T.38 defines two kinds of error correction for UDPTL streams. One inserts redundant copies of older IFP packets in each UDPTL packet. The other uses a more complex parity FEC scheme, based on XOR'ed data inserted in each UDPTL packet. Although each UDPTL packet identifies the type of error correction it contains, the original T.38 spec. did not offer any form of negotiation about the type to be used. The SIP and MGCP SDP for T.38 now includes preferred error correction type information, so some measure of negotiation is possible before the flow of UDPTL packets begins.

It appears all T.38 implementations are happy to receive packets with redundant secondary content.

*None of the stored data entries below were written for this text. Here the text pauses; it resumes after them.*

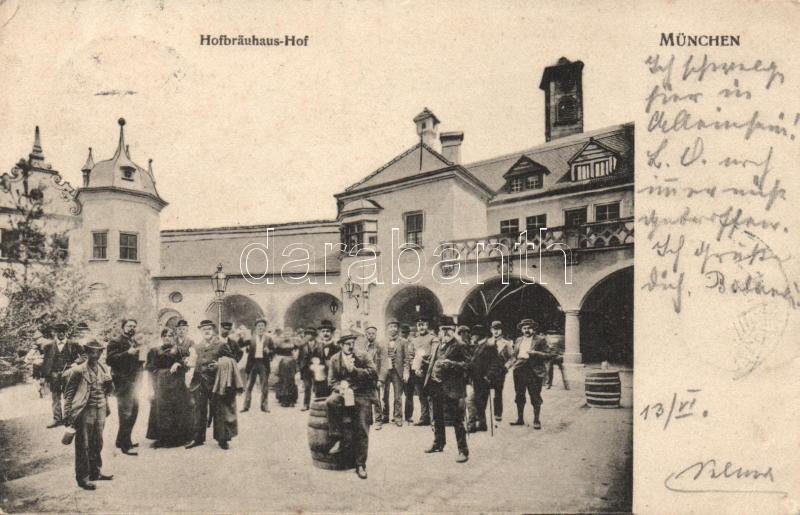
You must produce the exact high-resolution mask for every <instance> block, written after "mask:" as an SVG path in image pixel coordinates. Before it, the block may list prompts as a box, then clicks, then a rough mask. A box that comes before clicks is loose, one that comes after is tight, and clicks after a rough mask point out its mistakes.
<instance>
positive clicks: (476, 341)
mask: <svg viewBox="0 0 800 515" xmlns="http://www.w3.org/2000/svg"><path fill="white" fill-rule="evenodd" d="M485 332H486V329H485V328H484V327H483V326H482V325H475V326H473V327H472V338H473V342H474V344H475V347H474V350H473V351H472V358H471V359H470V376H471V380H472V390H473V392H474V393H473V403H472V406H471V408H472V410H471V412H470V416H469V422H468V424H467V431H469V432H475V431H486V428H487V425H486V405H487V404H488V402H489V393H490V391H489V389H490V388H491V386H492V385H494V384H497V382H498V377H499V376H502V375H503V374H504V372H505V366H503V365H504V363H505V362H504V361H502V358H500V355H499V354H498V353H497V346H496V345H495V344H494V343H490V342H489V339H488V338H483V335H484V333H485ZM468 407H469V405H468ZM491 415H492V414H491V413H490V414H489V417H490V418H491Z"/></svg>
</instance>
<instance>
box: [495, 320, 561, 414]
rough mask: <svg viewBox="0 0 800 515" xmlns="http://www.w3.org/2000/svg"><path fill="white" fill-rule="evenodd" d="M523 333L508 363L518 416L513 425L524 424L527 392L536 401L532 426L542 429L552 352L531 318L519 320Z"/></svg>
mask: <svg viewBox="0 0 800 515" xmlns="http://www.w3.org/2000/svg"><path fill="white" fill-rule="evenodd" d="M518 327H519V329H520V330H521V331H522V336H520V337H519V338H517V340H516V341H515V342H514V347H513V349H512V350H511V358H510V359H509V361H508V362H507V363H506V368H508V369H509V370H510V371H511V373H512V374H513V378H514V392H515V396H514V399H515V402H516V404H517V420H516V422H512V423H511V425H512V426H524V425H525V420H524V418H523V412H524V411H525V393H526V392H527V393H528V396H529V397H530V400H531V404H532V405H533V428H534V429H541V428H542V424H541V422H540V420H539V414H540V412H541V409H542V384H543V382H544V379H545V377H546V376H547V360H549V359H550V358H551V356H552V353H551V351H550V347H549V346H548V345H547V341H546V340H545V338H544V336H542V335H541V334H537V329H538V327H539V326H538V324H537V323H536V322H534V321H533V320H532V319H530V318H524V319H522V320H521V321H520V322H519V324H518Z"/></svg>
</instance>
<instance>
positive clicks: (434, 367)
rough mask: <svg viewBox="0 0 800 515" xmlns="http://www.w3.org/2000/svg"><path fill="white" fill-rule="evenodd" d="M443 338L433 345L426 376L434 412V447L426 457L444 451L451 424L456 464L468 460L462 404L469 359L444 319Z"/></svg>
mask: <svg viewBox="0 0 800 515" xmlns="http://www.w3.org/2000/svg"><path fill="white" fill-rule="evenodd" d="M439 327H440V329H441V330H442V333H443V337H442V341H441V342H436V343H434V345H433V347H432V349H431V359H430V364H429V366H428V371H427V373H426V374H425V382H424V391H425V392H426V393H427V394H428V395H429V396H430V397H431V401H432V404H433V406H432V410H433V434H434V438H433V445H431V447H430V449H427V450H426V451H425V452H426V453H435V452H442V451H444V446H445V443H446V439H445V432H444V427H445V424H452V425H453V429H454V430H455V433H456V442H457V443H458V458H457V459H456V461H457V462H458V463H464V462H465V461H467V460H468V459H469V448H468V447H467V430H466V428H465V427H464V408H463V401H464V397H466V394H467V392H466V374H467V370H468V367H469V355H468V352H467V349H466V346H465V345H464V344H463V343H461V342H459V341H458V340H457V339H456V337H455V334H454V331H455V325H454V324H453V322H452V318H450V317H445V319H443V320H442V323H441V324H440V326H439Z"/></svg>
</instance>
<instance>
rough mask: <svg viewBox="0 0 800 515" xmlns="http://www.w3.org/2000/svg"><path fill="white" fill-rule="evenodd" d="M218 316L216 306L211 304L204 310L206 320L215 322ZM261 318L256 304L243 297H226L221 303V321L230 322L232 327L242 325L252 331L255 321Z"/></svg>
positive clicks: (234, 296) (232, 295)
mask: <svg viewBox="0 0 800 515" xmlns="http://www.w3.org/2000/svg"><path fill="white" fill-rule="evenodd" d="M218 316H219V313H218V311H217V304H216V303H213V302H212V303H211V305H209V306H208V308H207V309H206V318H208V319H209V320H213V321H214V322H216V321H217V318H218ZM263 316H264V312H263V311H262V310H261V308H260V307H259V306H258V304H256V303H255V301H253V300H252V299H250V298H248V297H246V296H244V295H228V296H227V297H225V301H224V302H223V303H222V320H223V321H226V322H232V323H233V325H234V327H238V326H242V325H244V326H246V327H247V328H248V329H252V328H253V326H254V325H255V322H256V320H258V319H259V318H261V317H263Z"/></svg>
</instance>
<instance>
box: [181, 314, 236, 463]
mask: <svg viewBox="0 0 800 515" xmlns="http://www.w3.org/2000/svg"><path fill="white" fill-rule="evenodd" d="M198 328H199V329H200V331H201V332H202V333H203V339H202V340H200V341H199V342H197V343H195V345H194V349H195V354H196V357H195V363H194V374H192V381H191V382H190V383H189V390H190V391H191V392H192V399H193V400H194V421H193V425H194V432H193V433H194V437H193V441H192V442H191V443H190V444H189V445H187V446H186V448H187V449H192V448H194V447H198V446H200V445H203V444H204V443H205V441H206V429H207V427H208V424H209V413H211V414H212V417H213V420H214V438H215V439H216V440H217V441H218V442H219V445H220V447H222V448H223V449H227V448H228V441H229V440H230V438H232V437H233V436H235V435H236V426H237V423H236V422H237V421H236V396H235V391H233V390H235V389H236V388H237V386H236V385H237V384H240V383H238V381H236V379H237V378H238V370H237V369H236V367H235V363H234V365H232V366H230V367H227V368H226V370H228V372H229V374H228V375H229V377H230V378H232V379H233V380H232V381H224V384H222V387H223V388H219V389H217V392H218V394H217V395H215V393H214V392H215V386H219V385H220V381H218V380H217V379H218V377H217V376H218V374H217V370H218V368H219V364H218V361H219V360H220V358H222V357H228V358H230V359H231V360H233V361H236V360H238V359H239V357H240V354H239V352H241V351H240V349H238V348H235V349H234V348H232V347H231V346H230V345H229V344H228V343H227V342H223V341H222V340H221V339H220V338H219V336H217V334H216V330H217V326H216V324H215V323H214V322H212V321H211V320H203V321H202V322H200V325H199V326H198ZM239 380H241V378H239ZM230 383H232V384H233V385H234V388H233V389H228V388H227V386H228V384H230ZM223 389H224V391H223ZM215 398H216V402H217V403H219V405H215V403H214V402H212V400H214V399H215Z"/></svg>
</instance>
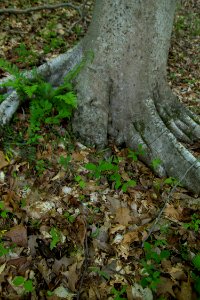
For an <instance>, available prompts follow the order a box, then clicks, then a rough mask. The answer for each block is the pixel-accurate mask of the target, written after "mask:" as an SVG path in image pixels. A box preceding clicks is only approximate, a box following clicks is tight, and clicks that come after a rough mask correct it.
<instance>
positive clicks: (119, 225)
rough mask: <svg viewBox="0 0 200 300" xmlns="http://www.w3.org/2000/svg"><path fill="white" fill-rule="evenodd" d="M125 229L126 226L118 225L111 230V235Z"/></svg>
mask: <svg viewBox="0 0 200 300" xmlns="http://www.w3.org/2000/svg"><path fill="white" fill-rule="evenodd" d="M124 229H126V226H124V225H122V224H117V225H116V226H114V227H112V228H111V229H110V234H115V233H116V232H117V231H122V230H124Z"/></svg>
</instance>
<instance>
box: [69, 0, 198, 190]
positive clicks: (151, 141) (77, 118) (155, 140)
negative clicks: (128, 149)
mask: <svg viewBox="0 0 200 300" xmlns="http://www.w3.org/2000/svg"><path fill="white" fill-rule="evenodd" d="M175 2H176V1H175V0H159V1H158V0H148V1H146V0H134V1H133V0H126V1H122V0H96V4H95V9H94V16H93V20H92V23H91V26H90V28H89V31H88V34H87V35H86V37H85V38H84V40H83V44H82V45H83V51H84V52H87V51H90V50H92V51H93V52H94V60H93V62H92V64H90V63H88V65H87V66H86V67H85V68H84V69H83V70H82V71H81V73H80V74H79V76H78V80H77V91H78V98H79V105H78V110H77V111H76V112H75V115H74V119H73V128H74V130H75V132H76V133H78V135H79V136H80V137H81V138H82V139H83V140H84V141H85V142H86V143H88V144H93V145H97V146H99V147H104V146H105V145H106V144H107V142H108V140H109V139H112V140H114V141H115V142H116V143H117V144H119V145H120V144H126V145H127V146H128V147H131V148H133V149H137V147H138V145H139V144H142V145H143V148H144V150H145V155H144V156H142V157H141V159H143V160H144V161H145V162H146V163H147V164H148V165H150V164H151V162H152V160H154V159H158V158H159V159H160V160H161V164H160V165H159V167H158V168H157V173H158V174H160V175H167V176H173V177H176V178H178V179H179V180H181V181H182V183H183V184H184V185H185V186H186V187H188V188H189V189H191V190H193V191H194V192H196V193H200V163H199V162H198V161H197V160H196V158H195V157H194V156H193V155H192V154H191V153H190V152H189V151H188V150H187V149H186V148H185V147H184V146H183V145H182V144H181V143H180V142H184V143H187V144H189V143H193V142H195V141H196V140H198V139H199V137H200V126H199V124H200V122H199V119H197V117H196V116H194V115H193V114H192V113H191V112H190V111H188V110H187V109H186V108H185V107H183V106H182V105H181V104H180V103H179V102H178V100H177V98H176V97H175V96H174V95H173V94H172V91H171V89H170V88H169V86H168V84H167V81H166V66H167V58H168V51H169V46H170V37H171V31H172V25H173V18H174V12H175Z"/></svg>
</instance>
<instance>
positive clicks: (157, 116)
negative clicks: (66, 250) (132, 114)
mask: <svg viewBox="0 0 200 300" xmlns="http://www.w3.org/2000/svg"><path fill="white" fill-rule="evenodd" d="M146 107H147V111H148V113H146V114H145V116H146V119H145V124H144V128H142V129H141V128H137V126H135V125H133V128H132V130H133V131H132V132H134V133H133V136H132V137H131V136H130V133H129V135H128V137H127V140H126V143H127V145H128V146H129V147H132V148H134V149H136V148H137V145H138V143H141V144H142V145H143V146H144V149H145V150H146V151H147V155H145V156H144V157H141V159H142V160H144V161H145V162H146V163H147V164H148V165H150V164H151V162H152V161H153V160H154V159H160V160H161V164H160V165H159V166H158V168H157V170H156V172H157V173H158V174H159V175H161V176H163V175H164V174H167V176H172V177H175V178H177V179H178V180H181V184H183V185H184V186H185V187H187V188H188V189H189V190H191V191H193V192H194V193H197V194H199V193H200V162H199V161H198V160H197V159H196V158H195V157H194V156H193V155H192V154H191V153H190V152H189V151H188V150H187V149H186V148H185V147H184V146H183V145H182V144H181V143H180V142H179V141H178V140H177V138H176V136H179V131H178V130H174V132H173V133H172V132H171V131H170V129H168V128H167V127H166V125H165V123H164V122H163V120H162V119H161V118H160V116H159V114H158V111H157V109H156V107H155V104H154V101H153V100H152V99H147V100H146ZM189 122H190V120H189ZM197 126H198V124H196V123H195V127H194V129H196V127H197ZM177 128H178V127H177ZM135 131H136V132H137V134H136V135H135ZM177 133H178V134H177ZM197 133H198V130H197ZM195 135H196V133H195Z"/></svg>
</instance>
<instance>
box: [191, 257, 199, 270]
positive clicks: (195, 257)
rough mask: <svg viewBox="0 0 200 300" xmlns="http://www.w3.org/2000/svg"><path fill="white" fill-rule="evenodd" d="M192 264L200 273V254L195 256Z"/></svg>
mask: <svg viewBox="0 0 200 300" xmlns="http://www.w3.org/2000/svg"><path fill="white" fill-rule="evenodd" d="M192 263H193V265H194V267H195V268H196V269H197V270H198V271H200V253H198V254H197V255H195V257H194V258H193V259H192Z"/></svg>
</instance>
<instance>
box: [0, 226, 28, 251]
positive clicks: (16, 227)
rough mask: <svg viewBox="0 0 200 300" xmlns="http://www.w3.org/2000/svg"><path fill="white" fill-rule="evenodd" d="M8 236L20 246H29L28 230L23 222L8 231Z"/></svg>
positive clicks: (7, 232)
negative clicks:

However, it seems not all implementations will actually recover anything when there are missing UDPTL packets. It appears not all T.38 implementations are happy to receive packets with parity FEC data. Unless the SDP data from the far end explicitly says they support the parity FEC scheme, it is better to send only redundant information. A good implementation should be prepared to accept either kind of data, even intermixed, regardless of anything in the SDP negotiation. In the real world, whatever you ask for in your SDP data, you will probably receive secondary IFP packet redundancy from the far end. It is the only thing most implementations support, and with real world packet loss it may perform just as well as the more complex parity FEC scheme.

When the first few UDPTL packets are sent, there will be no historical information to send as redundant secondary IFP packets, or parity FEC data. When using the redundant secondary packet scheme this is handled transparently. Each UDPTL packet says the number of redundant secondary IFP packets it contains. This can simply be set to zero for the first UDPTL packet, one for the second, up to the amount of redundancy which has been configured. All implementations seem to work in this way. When parity FEC is being used, the startup arrangement is less clear. While some implementations simply insert zeros for the non-existant packets before the start, others send a few packets with redundant secondary IFP packets, until they are able to insert the required amount of FEC data. Dealing with intermixed types of error correction makes a receiving implementation of UDPTL messier and slower, but is necessary for compatibility.